Over the last three decades or so, countless Times writers (or so it has seemed) have found their reporting muse or their social conscience writing about Skid Row. In journalism parlance it's an evergreen story: always available, with reliable underbelly-of-the-city color, human-interest angles and a cast of heroes that has stayed pretty stable through the years. It's also highly accessible, starting up just a few blocks from the newsroom. What happens on Skid Row is not especially relevant to most people in the city or to the smaller niche of Times readers; L.A's poor mostly struggle far from there, and downtown's renaissance is booming in spite of the sidewalk drug deals, cardboard-box colonies and occasional dead bodies. Still, it's a dependable story, and a legitimate one worth revisiting on occasion.
Steve Lopez, the Times' Metro columnist, is the latest to become engrossed. He has been writing periodic columns about a talented homeless man who plays violin on street corners. On Sunday, Lopez began a series based on hanging out on the Row for a week. The first installment was a standard if eventful paramedic ride-along. The paper gave it big page one play, so it must think there's something new coming—or has high hopes for the series at awards time. The package includes video that Lopez narrates on the Times website. That's become commonplace on newspaper sites around the country, but the fresh part here is that Lopez personally informs some Skid Row denizens that a heroin addict who lived among them has died.

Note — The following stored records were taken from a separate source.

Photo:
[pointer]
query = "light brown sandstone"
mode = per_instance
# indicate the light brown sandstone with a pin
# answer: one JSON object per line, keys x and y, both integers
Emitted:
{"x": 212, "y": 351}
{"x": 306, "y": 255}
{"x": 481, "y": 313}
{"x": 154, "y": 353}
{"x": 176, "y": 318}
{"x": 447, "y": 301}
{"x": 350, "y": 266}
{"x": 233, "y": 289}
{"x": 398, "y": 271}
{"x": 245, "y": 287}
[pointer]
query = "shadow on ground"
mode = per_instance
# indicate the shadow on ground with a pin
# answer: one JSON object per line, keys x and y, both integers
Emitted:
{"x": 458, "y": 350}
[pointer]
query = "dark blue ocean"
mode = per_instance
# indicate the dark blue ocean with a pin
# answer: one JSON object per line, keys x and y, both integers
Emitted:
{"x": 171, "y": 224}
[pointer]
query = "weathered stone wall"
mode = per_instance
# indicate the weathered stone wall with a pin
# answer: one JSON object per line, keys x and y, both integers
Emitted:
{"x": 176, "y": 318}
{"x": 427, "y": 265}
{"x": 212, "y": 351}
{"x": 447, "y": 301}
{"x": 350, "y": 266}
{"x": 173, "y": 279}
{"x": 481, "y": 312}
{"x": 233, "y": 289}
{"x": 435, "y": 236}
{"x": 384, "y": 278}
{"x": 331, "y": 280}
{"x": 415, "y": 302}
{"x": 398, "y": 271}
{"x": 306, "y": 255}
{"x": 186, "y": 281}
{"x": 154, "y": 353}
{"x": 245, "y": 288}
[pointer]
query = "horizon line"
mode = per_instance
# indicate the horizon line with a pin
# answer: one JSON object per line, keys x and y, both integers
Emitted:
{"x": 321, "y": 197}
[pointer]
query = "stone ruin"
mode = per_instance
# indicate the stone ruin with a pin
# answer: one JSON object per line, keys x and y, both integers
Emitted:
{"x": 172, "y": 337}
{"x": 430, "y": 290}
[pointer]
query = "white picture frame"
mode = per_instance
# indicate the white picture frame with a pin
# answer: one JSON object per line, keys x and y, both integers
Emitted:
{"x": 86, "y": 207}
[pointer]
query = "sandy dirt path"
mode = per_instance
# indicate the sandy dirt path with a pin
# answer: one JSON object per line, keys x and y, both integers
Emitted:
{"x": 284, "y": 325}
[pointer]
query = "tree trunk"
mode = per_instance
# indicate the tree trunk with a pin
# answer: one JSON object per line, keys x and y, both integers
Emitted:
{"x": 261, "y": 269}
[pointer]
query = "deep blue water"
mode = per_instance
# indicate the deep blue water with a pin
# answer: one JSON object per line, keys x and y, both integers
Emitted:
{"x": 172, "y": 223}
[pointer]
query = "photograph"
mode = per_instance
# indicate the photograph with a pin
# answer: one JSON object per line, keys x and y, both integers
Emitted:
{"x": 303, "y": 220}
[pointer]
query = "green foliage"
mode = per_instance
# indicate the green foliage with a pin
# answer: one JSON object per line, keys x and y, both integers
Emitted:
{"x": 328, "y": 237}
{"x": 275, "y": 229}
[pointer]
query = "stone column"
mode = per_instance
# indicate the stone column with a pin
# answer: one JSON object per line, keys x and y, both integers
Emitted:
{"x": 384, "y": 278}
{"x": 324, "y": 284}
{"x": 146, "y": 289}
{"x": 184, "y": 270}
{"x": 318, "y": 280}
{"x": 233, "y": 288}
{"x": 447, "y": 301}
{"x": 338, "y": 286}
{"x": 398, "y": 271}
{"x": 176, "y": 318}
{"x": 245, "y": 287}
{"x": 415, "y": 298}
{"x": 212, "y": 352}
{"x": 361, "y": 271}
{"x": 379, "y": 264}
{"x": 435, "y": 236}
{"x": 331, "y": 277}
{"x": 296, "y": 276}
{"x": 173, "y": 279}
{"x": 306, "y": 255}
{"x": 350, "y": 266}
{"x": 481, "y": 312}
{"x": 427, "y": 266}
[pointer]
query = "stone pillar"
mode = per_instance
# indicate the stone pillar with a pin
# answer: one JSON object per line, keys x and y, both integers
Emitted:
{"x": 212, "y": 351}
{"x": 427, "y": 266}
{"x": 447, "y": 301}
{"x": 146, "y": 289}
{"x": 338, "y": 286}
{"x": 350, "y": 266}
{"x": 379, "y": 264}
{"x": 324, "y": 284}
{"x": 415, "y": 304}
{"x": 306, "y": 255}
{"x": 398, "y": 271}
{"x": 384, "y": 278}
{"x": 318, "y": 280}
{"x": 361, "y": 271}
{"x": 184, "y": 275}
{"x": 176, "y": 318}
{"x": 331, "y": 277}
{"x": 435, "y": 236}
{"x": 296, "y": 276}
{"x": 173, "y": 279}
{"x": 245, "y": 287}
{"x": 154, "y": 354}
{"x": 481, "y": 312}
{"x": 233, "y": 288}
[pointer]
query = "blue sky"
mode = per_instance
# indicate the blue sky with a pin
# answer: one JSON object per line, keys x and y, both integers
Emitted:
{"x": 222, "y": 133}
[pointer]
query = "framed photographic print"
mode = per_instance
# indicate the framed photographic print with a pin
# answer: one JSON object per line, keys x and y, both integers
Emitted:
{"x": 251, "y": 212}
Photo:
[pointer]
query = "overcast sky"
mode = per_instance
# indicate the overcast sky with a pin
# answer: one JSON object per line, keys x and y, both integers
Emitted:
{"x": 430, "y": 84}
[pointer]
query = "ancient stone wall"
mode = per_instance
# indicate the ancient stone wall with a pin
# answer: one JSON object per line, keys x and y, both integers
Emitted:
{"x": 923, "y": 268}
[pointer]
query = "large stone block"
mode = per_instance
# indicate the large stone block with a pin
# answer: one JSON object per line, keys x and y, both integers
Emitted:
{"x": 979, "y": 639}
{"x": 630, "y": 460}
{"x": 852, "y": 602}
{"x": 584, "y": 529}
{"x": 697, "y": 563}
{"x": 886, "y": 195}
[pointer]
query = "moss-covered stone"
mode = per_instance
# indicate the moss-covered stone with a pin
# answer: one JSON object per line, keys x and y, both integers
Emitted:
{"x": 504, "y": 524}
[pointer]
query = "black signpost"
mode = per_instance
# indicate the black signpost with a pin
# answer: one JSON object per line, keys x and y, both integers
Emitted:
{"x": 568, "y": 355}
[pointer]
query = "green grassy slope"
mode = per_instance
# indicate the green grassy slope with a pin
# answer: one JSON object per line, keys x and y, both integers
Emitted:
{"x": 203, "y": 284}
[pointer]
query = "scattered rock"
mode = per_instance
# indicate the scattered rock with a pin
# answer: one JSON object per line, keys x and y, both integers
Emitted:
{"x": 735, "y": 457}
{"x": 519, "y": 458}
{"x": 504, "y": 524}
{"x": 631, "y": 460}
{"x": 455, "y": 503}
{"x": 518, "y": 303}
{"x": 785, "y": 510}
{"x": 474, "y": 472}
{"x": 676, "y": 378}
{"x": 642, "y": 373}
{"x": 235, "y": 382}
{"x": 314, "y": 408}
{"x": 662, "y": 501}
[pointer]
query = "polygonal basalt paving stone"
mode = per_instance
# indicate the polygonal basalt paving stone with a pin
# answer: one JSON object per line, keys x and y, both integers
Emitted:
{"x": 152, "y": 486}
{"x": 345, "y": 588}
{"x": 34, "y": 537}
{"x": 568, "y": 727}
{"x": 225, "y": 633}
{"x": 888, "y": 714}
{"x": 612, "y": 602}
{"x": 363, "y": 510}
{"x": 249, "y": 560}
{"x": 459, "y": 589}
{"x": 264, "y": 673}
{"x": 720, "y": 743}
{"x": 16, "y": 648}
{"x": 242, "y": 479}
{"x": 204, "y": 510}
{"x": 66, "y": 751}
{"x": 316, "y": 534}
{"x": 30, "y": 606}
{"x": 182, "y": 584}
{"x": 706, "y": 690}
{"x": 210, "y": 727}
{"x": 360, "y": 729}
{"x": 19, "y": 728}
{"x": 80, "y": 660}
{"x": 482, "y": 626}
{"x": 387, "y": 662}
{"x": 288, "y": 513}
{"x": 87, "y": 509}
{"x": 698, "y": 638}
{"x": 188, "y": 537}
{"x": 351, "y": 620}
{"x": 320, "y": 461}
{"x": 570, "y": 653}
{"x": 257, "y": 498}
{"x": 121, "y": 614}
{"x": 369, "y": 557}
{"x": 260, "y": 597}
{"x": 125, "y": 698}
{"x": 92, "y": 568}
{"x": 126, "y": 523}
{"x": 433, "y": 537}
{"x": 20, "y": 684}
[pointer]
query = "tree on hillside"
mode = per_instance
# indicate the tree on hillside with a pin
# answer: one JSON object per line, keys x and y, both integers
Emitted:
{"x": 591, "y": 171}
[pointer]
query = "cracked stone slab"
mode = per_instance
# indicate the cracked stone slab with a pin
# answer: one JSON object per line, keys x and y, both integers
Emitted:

Reaction: Downtown activist Brady Westwater takes vehement issue with Lopez's claim that "roughly 10,000 people flop on skid row streets each night" (Westwater says the number is far less) and issues a challenge to Lopez to bring a KTLA camera and come count the homeless with him. That prompted a response from blogger Rodger Jacobs. * Monday: Westwater is still steamed about the 10,000 stat, but he's impressed by Lopez's work nonetheless: "As of today, no one anywhere is doing - or could do - any better job than he is at telling us about ourselves."